Dünya, 2000'lerin başında Balkanlar ve eski Sovyet cumhuriyetlerini kapsayan ilginç bir “Devrim rüzgarı” ile tanışıyordu.
Yugoslavya'daki Buldozer Devrimi (2000), Gürcistan'daki Gül Devrimi (2003) ve Ukrayna'daki Turuncu Devrim (2004) dahil olmak üzere bu tür devrimlerin pek çoğu başarıyla sonuçlanıyordu.
Renkli Devrimler genellikle tartışmalı seçimlerin ardından muhalefetin çağrısıyla halkın sokağa dökülerek adil seçim istemesiyle patlak vermekteydi. Böylece “otoriter yöneticiler” istifa ettiriliyor ya da devriliyorlardı.
Renkli devrimler daha ziyade Rusya'nın etki alanlarında cereyan ettiğinden, Rus yetkililer, renkli devrimleri “Yeni bir savaş biçimi” olarak tanımlamaktaydılar.
Renkli devrimlerin başlangıcını 1986'da Filipinler'deki “Sarı devrime” kadar götürenler de vardır. Sonuncusu ise Haziran-2009'da başlayıp Şubat-2010'da biten İran'daki başarısız “Yeşil devrim” girişimi olarak kayıtlara geçmiştir.
Renkli devrimlerin tümünde “dış güçlerin” parmağı sorgulanıyordu. Rejim değişiklikleriyle ünlenen Amerika ise “dış güç” faktörünün başında geliyordu. Türkiye'de baş gösteren “Gezi isyanı” ile gündeme gelen “Otpor” ve kullanılan başlıca slogan ve sembollerin renkli devrimlerin ve Arap baharının da vazgeçilmez klasikleri arasında yer alması, “dış faktör” etkeninin tartışılmaya açılıp sorgulanmasını kaçınılmaz kılıyordu.

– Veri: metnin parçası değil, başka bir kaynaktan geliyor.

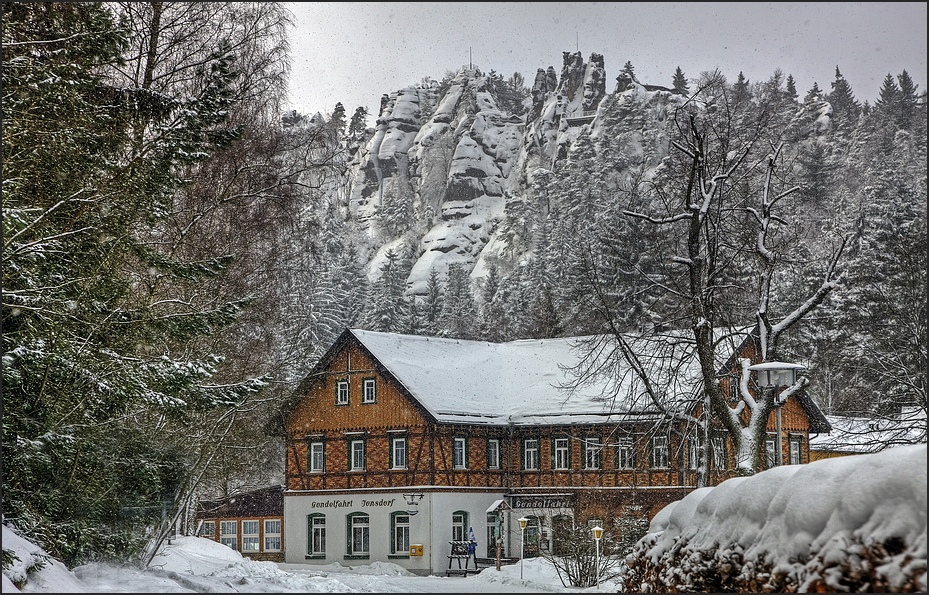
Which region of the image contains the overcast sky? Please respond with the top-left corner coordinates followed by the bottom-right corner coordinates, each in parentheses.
top-left (288, 2), bottom-right (927, 115)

Renkli devrimler silsilesi, kısa süre içerisinde 14 ülkeyi etkisi altına almış, hedef alınan “otoriter rejimlerin” tümü olmasa da birçoğu bir bir devrilmişti.
Renkli devrimler genellikle muhalefet partileri üzerinden organize edilmiş, “sivil itaatsizlik” eylemleri üzerine bina edilmişti. “Demokrasi, eşitlik, özgürlük, adalet” dolu sloganlar, hepsinin ortak sloganları olmuştu.

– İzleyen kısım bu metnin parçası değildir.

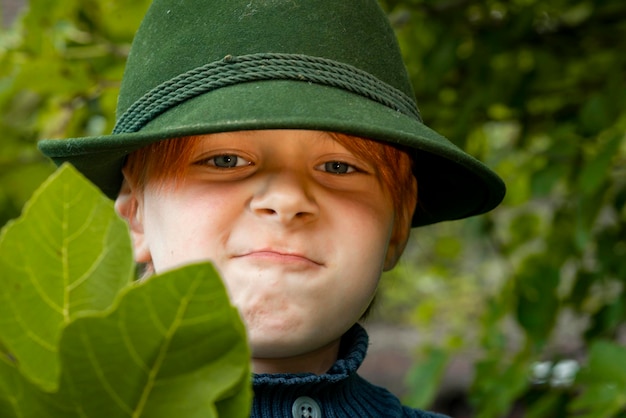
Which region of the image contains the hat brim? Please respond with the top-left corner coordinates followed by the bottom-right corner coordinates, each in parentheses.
top-left (39, 81), bottom-right (505, 226)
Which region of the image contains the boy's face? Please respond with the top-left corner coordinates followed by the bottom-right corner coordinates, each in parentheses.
top-left (118, 130), bottom-right (404, 370)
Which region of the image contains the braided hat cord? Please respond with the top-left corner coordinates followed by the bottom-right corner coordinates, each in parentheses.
top-left (113, 54), bottom-right (421, 134)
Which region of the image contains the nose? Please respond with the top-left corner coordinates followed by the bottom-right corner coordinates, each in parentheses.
top-left (250, 171), bottom-right (319, 225)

2010'a gelindiğinde “Renkli devrimler” serisi yavaş yavaş irtifa kaybına uğramaya başlamıştı. Başlangıç ile bitiş süreci arasında 5-10 yıl geçmiş, büyük değişim arzularıyla iktidara gelen renkli devrimciler, beklenen arzuları karşılayamamışlardı. Renkler solmaya başlamışken “Dış güç”, “devrim” sevdasından vazgeçmemişti elbette. Yeni bir format, yeni bir çalışma, yeni bir heyecan rüzgarı estirmek için başka yöntemler üzerine yoğunlaşmıştı.
* * *
2010'un son günlerinde Tunus'ta patlak veren “Halk ayaklanması”, bir anda dünya medyasının ilgi odağına oturuvermişti. Henüz Tunus'taki durum anlaşılmadan Libya, Mısır ve Suriye'ye uğramaya başlayan bu rüzgar, sahadaki herkesi hazırlıksız yakalamıştı.
Neyse ki tez elden bu rüzgara sempatik bir isim bulunup ağzımıza pelesenk ediverilmişti: “Arap Baharı!”

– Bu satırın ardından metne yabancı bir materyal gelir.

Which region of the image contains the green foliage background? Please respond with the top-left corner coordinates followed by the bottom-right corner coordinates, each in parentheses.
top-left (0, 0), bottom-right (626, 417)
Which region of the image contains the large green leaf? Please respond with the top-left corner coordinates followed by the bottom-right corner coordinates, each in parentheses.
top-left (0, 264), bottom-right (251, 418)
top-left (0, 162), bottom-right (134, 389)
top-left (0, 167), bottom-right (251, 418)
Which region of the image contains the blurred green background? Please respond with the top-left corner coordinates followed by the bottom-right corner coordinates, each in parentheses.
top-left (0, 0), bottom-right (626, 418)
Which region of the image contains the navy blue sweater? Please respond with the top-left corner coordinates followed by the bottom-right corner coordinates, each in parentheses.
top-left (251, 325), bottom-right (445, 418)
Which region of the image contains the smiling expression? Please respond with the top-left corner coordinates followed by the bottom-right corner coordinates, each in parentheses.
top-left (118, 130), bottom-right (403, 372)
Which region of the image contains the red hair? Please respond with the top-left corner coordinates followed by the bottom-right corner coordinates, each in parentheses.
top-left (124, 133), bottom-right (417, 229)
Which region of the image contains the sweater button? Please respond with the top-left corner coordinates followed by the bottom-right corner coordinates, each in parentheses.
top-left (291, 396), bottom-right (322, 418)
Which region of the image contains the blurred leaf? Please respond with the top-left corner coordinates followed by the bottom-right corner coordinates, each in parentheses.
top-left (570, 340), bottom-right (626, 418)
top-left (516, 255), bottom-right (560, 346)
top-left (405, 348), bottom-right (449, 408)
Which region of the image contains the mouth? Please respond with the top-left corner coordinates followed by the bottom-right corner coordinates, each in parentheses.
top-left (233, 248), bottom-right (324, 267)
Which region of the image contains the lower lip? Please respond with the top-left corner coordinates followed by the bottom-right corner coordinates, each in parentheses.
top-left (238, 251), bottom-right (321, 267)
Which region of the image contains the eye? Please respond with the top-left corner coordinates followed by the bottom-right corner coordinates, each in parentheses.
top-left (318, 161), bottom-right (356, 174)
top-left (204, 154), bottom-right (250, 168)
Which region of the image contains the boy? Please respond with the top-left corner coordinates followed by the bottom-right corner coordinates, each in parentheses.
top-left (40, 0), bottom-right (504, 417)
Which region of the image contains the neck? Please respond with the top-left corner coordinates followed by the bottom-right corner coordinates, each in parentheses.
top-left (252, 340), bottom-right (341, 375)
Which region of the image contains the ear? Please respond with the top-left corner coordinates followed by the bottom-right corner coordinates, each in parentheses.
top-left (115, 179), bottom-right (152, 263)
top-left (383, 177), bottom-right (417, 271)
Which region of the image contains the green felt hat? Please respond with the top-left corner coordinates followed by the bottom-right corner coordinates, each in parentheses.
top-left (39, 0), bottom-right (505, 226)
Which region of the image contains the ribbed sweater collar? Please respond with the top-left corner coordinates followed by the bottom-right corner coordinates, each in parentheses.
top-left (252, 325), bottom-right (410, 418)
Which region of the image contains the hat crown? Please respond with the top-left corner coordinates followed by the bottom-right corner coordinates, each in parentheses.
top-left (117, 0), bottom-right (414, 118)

Bahar; coşkuyu, umudu, iyiyi, güzeli çağrıştırıyordu. Hele ki sözkonusu yerlerdeki “otoriter rejimlerin” gitti gidiyor olması, ayrı bir coşkunun kapısını aralamıştı.
Oysa bir başka soru/n daha vardı;
Tunus'ta muhalefet adına NAHDA vardı, ama ilk etapta sokağa inenler arasında değildi.
Mısır'da İHVAN vardı, ama ilk etapta sokağa çıkanlar arasında yoktu. Hatta seçimlere kadar bile sokaklara iltifat etmediler. Oysa Tunus'ta, Mısır'da sokaklar kıpır kıpırdı. Çoğunluk da gençlerdeydi. Kimler, hangi teşkilatın organizasyonunda, kimin liderliğinde sokaklara dalmışlardı, bir türlü mantıklı cevaplar alınamıyordu.
Neyse ki organizatörler yine imdada yetişip “Sosyal medya” denen bir “örgüte”, Facebook-Twitter denen bir organizatöre dikkatimizi çekmeyi başaracaklardı.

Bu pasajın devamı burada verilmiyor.